Produit par Tony Berg (Phoebe Bridgers, Amos Lee, Andrew Bird) et enregistré aux légendaires Sound City Studios de Los Angeles, Wary + Strange est une œuvre profondément immersive, qui redéfinit sans cesse les limites de la musique roots dans ses rythmes et textures inventifs.

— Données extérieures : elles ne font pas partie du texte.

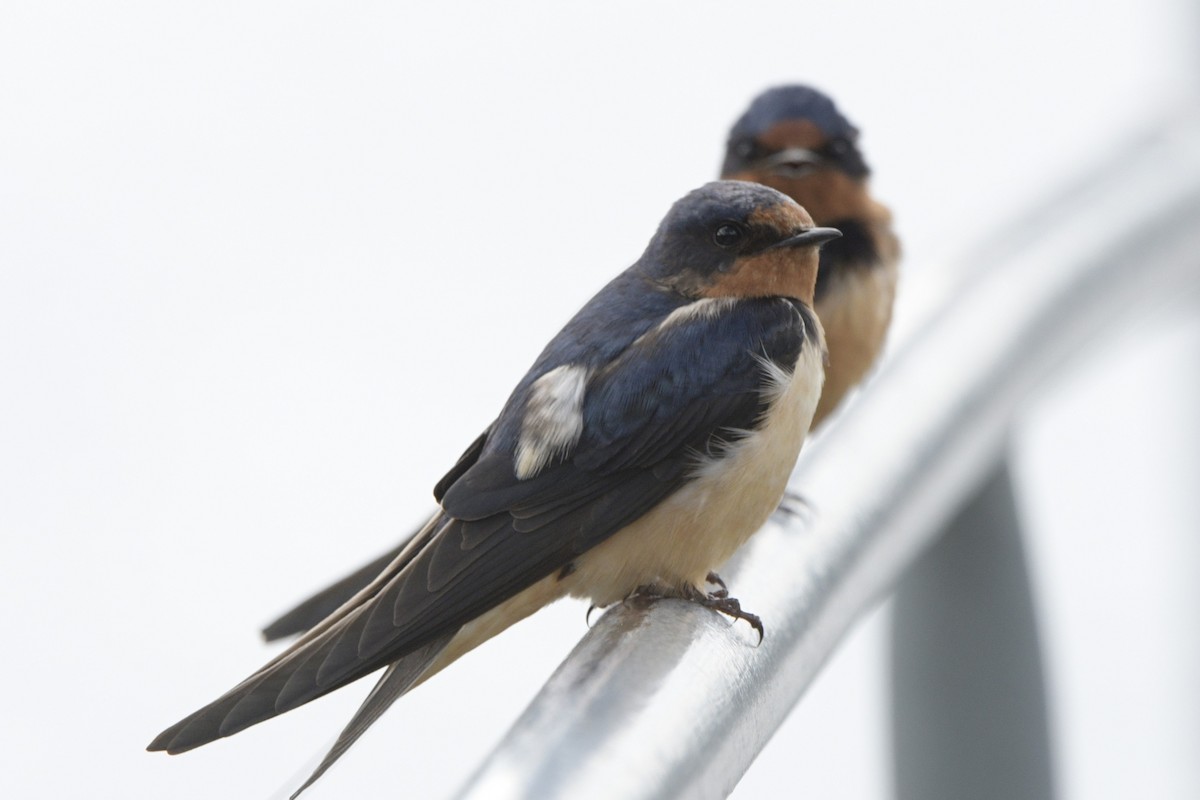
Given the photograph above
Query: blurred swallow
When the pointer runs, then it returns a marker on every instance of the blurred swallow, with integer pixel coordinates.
(796, 140)
(651, 438)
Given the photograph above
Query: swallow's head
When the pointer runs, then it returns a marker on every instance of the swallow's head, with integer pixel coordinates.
(735, 239)
(795, 139)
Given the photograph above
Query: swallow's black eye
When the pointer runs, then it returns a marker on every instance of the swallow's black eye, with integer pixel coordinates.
(727, 235)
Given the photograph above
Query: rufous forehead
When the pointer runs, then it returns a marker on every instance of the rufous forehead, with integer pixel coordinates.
(792, 133)
(781, 216)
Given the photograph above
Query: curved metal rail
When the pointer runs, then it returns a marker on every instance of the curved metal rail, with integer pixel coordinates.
(673, 701)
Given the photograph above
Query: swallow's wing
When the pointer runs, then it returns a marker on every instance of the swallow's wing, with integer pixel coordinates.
(676, 392)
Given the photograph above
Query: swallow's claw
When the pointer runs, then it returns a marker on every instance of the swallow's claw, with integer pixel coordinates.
(720, 601)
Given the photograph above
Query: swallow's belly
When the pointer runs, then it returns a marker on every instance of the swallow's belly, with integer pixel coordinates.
(699, 528)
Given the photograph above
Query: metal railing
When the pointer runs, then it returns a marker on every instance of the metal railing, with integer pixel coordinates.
(672, 701)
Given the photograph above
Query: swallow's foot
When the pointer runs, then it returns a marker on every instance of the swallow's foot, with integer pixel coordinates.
(720, 601)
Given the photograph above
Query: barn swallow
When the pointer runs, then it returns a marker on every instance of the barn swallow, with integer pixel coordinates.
(796, 140)
(651, 438)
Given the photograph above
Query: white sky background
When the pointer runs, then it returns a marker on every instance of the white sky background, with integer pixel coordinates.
(265, 271)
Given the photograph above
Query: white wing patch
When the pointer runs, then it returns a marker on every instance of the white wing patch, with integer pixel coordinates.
(705, 308)
(553, 419)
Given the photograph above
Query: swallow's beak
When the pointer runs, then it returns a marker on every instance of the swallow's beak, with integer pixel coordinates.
(813, 238)
(792, 162)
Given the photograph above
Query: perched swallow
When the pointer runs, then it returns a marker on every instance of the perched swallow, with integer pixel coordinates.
(793, 139)
(651, 438)
(796, 140)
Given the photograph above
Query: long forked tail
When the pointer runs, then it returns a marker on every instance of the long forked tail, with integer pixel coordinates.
(323, 603)
(396, 680)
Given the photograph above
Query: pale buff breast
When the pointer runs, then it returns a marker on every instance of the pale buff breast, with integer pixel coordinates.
(699, 528)
(689, 534)
(856, 316)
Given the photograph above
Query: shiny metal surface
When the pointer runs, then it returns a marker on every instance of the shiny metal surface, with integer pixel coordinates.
(675, 701)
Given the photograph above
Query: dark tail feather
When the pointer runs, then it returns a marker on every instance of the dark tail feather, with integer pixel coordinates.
(328, 600)
(395, 683)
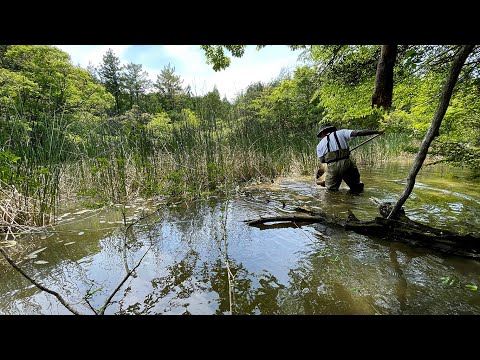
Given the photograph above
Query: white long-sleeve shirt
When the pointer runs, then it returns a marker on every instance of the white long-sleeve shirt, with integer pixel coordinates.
(343, 137)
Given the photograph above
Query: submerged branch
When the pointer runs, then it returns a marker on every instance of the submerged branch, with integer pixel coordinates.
(402, 229)
(38, 285)
(104, 307)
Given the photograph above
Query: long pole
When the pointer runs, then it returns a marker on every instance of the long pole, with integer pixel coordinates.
(373, 137)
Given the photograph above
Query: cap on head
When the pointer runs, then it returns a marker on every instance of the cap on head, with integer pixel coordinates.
(325, 128)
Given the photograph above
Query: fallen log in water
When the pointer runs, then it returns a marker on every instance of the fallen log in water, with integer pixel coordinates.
(402, 229)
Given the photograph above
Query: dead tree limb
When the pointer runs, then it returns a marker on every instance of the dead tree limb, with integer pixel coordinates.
(38, 285)
(402, 229)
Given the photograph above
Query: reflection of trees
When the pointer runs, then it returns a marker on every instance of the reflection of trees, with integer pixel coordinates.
(184, 279)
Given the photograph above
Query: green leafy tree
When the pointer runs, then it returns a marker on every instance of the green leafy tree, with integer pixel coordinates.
(136, 83)
(110, 72)
(169, 88)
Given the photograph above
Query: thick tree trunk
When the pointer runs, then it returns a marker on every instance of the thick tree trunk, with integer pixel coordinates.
(433, 131)
(382, 95)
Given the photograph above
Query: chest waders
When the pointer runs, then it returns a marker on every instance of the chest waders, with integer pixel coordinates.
(341, 167)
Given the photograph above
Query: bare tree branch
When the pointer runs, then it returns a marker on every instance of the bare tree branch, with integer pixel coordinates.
(433, 130)
(38, 285)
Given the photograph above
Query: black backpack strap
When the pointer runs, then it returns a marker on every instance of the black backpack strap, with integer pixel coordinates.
(336, 139)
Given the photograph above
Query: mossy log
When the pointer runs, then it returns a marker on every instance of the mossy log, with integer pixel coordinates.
(401, 229)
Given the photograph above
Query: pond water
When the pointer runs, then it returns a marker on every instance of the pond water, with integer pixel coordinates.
(201, 258)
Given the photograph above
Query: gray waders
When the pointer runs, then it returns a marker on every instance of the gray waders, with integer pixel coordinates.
(341, 167)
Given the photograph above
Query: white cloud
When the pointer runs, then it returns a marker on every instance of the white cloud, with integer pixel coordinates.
(190, 64)
(83, 54)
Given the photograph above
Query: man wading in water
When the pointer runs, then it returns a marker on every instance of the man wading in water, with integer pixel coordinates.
(333, 150)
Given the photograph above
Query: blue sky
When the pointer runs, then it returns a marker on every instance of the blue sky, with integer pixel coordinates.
(190, 64)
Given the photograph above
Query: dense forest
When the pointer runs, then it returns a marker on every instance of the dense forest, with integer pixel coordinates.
(108, 134)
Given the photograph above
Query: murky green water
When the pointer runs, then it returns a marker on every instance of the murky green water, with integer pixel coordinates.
(203, 259)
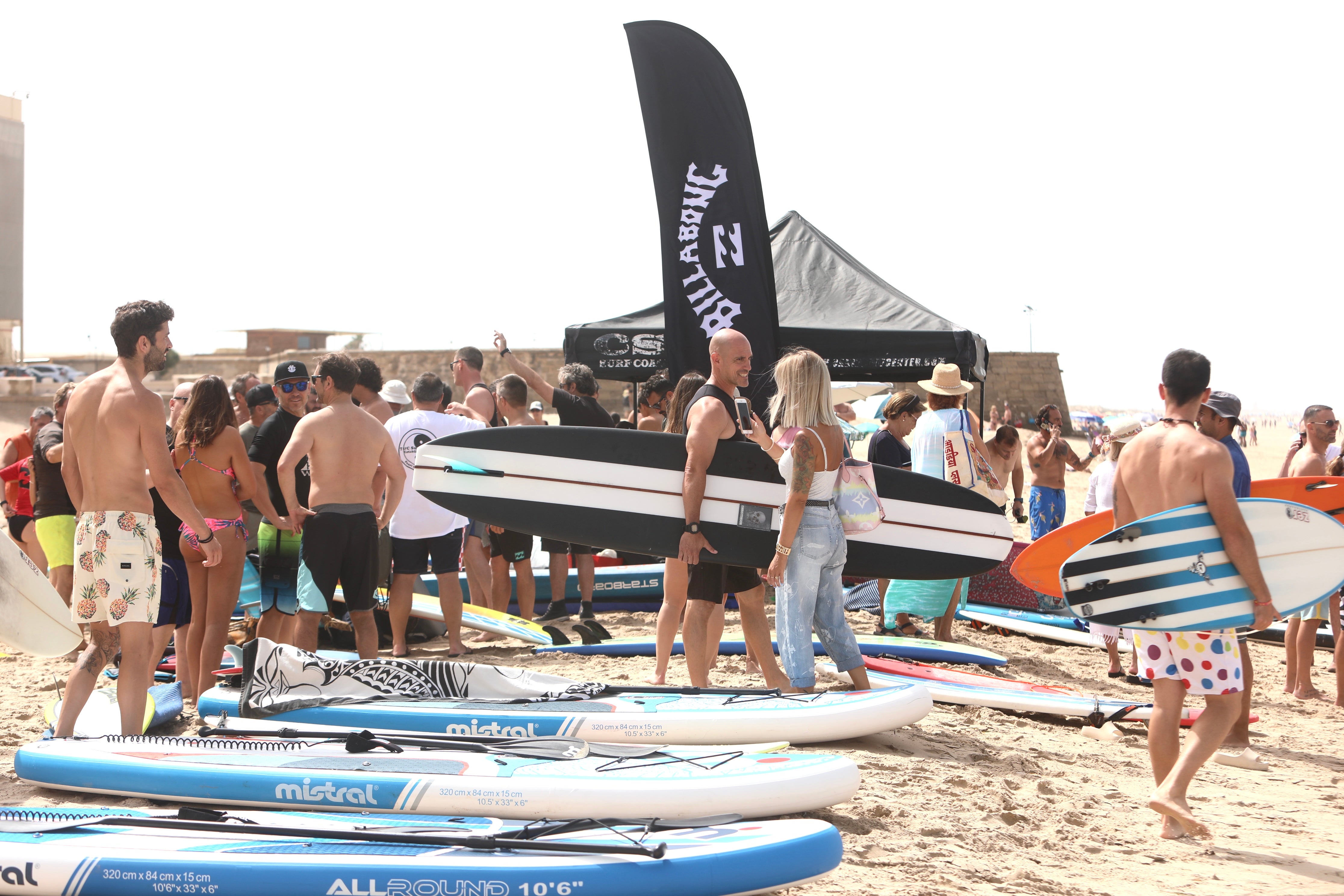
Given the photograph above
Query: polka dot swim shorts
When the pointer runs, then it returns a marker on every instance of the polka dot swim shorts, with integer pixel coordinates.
(1207, 663)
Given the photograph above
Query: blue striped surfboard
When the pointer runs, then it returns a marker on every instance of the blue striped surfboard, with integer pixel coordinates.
(1170, 573)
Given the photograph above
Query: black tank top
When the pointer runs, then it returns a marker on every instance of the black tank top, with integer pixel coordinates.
(495, 417)
(714, 391)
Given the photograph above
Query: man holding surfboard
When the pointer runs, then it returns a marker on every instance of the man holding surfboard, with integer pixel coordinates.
(115, 432)
(1172, 465)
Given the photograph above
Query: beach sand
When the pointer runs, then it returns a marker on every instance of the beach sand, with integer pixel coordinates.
(980, 801)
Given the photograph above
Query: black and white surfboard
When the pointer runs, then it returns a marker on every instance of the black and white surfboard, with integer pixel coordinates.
(623, 490)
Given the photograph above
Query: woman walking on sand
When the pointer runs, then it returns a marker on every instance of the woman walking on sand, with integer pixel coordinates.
(210, 456)
(811, 551)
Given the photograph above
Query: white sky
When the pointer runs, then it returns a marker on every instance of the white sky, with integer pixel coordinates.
(1146, 175)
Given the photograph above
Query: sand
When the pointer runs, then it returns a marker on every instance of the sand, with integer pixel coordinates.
(980, 801)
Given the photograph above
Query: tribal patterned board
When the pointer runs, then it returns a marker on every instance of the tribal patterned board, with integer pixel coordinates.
(720, 860)
(633, 718)
(623, 490)
(1170, 573)
(679, 782)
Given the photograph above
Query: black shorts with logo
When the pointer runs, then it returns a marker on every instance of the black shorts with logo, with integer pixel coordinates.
(711, 581)
(514, 547)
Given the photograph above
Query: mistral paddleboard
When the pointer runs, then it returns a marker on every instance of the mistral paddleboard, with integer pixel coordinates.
(632, 718)
(1170, 573)
(922, 649)
(294, 774)
(33, 616)
(1038, 566)
(623, 490)
(1042, 630)
(49, 852)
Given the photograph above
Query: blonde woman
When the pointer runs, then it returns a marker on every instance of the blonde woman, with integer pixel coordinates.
(811, 551)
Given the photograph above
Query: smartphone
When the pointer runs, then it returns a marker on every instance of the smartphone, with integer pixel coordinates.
(744, 413)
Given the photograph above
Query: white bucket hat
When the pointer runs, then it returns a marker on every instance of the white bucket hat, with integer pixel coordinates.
(947, 381)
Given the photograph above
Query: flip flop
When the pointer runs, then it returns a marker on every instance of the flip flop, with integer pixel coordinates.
(1245, 760)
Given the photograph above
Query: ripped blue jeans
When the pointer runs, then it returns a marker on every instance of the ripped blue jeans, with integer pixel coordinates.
(812, 598)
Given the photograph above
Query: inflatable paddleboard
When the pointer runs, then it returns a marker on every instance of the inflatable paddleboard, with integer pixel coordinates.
(1056, 705)
(1170, 573)
(623, 490)
(1038, 566)
(632, 718)
(101, 714)
(924, 649)
(1041, 630)
(308, 855)
(287, 774)
(33, 616)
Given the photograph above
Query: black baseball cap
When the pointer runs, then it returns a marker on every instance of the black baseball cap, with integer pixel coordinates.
(291, 371)
(259, 395)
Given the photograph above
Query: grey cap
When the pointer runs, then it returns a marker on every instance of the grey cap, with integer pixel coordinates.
(1225, 405)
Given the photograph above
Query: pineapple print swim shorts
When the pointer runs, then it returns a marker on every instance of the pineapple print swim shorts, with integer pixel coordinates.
(119, 568)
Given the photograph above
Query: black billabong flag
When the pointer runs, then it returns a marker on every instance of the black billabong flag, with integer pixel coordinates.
(717, 265)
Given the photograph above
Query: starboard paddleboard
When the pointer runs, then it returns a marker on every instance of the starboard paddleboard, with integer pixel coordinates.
(330, 855)
(33, 616)
(295, 774)
(1170, 573)
(924, 649)
(646, 717)
(623, 490)
(1038, 566)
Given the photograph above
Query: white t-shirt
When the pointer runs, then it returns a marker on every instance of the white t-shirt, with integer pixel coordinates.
(417, 516)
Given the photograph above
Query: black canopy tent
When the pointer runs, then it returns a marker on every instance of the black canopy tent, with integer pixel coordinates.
(829, 301)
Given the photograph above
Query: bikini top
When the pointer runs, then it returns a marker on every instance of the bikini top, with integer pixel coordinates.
(228, 472)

Malgré son effet hypnotique, la grandeur sonore de l'album n'éclipse jamais l'impact de la narration de Kiah, un élément influencé par la perte de sa mère qui s'est suicidée lorsqu'elle avait 17 ans et aussi par une longue lutte pour trouver son propre sentiment d'appartenance. "Beaucoup de ces chansons viennent d'un moment de ma vingtaine où j'étais aux prises avec un traumatisme tout en essayant de naviguer dans l'expérience d'être une femme noire et LGBT dans une zone de banlieue blanche dans une ville de la Bible Belt", dit Kiah, qui a grandi à Chattanooga et a ensuite déménagé à Johnson City. "J'ai eu des moments où je me suis sentie différente dans certains aspects de ma vie, et il m'a fallu beaucoup de temps pour comprendre qui je voulais être et comment évoluer dans ce monde."
Bien qu'une grande partie de Wary + Strange soit centrée sur une expression non filtrée de chagrin d'amour, ses chansons représentent des années d'efforts et d'exploration inlassables. Témoignage de la conviction inébranlable qui sous-tend sa musicalité, Kiah a enregistré l'album deux fois avant de se lier à Berg, puis a pratiquement tout mis au rebut pour repartir de zéro. "Mes disques préférés sont ceux qui vous entraînent dans un autre monde et vous absorbent complètement, mais je ne savais pas vraiment comment y arriver toute seule", explique-t-elle. Après une session d'introduction avec Berg au début de 2020, Kiah s'est retrouvée subjuguée par la transformation qu'il a faite de "Fracture Me", un portrait bluesy de la nostalgie de l'oblitération. "J'ai su que je devais travailler avec Tony lorsqu'il est arrivé avec un harmonica basse à utiliser au lieu d'une [guitare] basse, puis qu'il a sorti le Mellotron et ajouté une ligne de flûte au refrain de cette chanson country blues", se souvient Kiah. "Je me suis dit : 'Je dois voir ce qu'il va encore sortir de son sac à malices'. Je mentirais si je disais qu’il n’y a pas eu un moment où j'ai pensé : "Vais-je vraiment tout enregistrer à nouveau ?", mais j'en revenais toujours à : "De quoi ces chansons ont-elles vraiment besoin ? Mon objectif est de continuer à grandir en tant qu'artiste, ce qui signifie faire confiance au processus et faire tout ce qu'il faut pour faire un grand disque."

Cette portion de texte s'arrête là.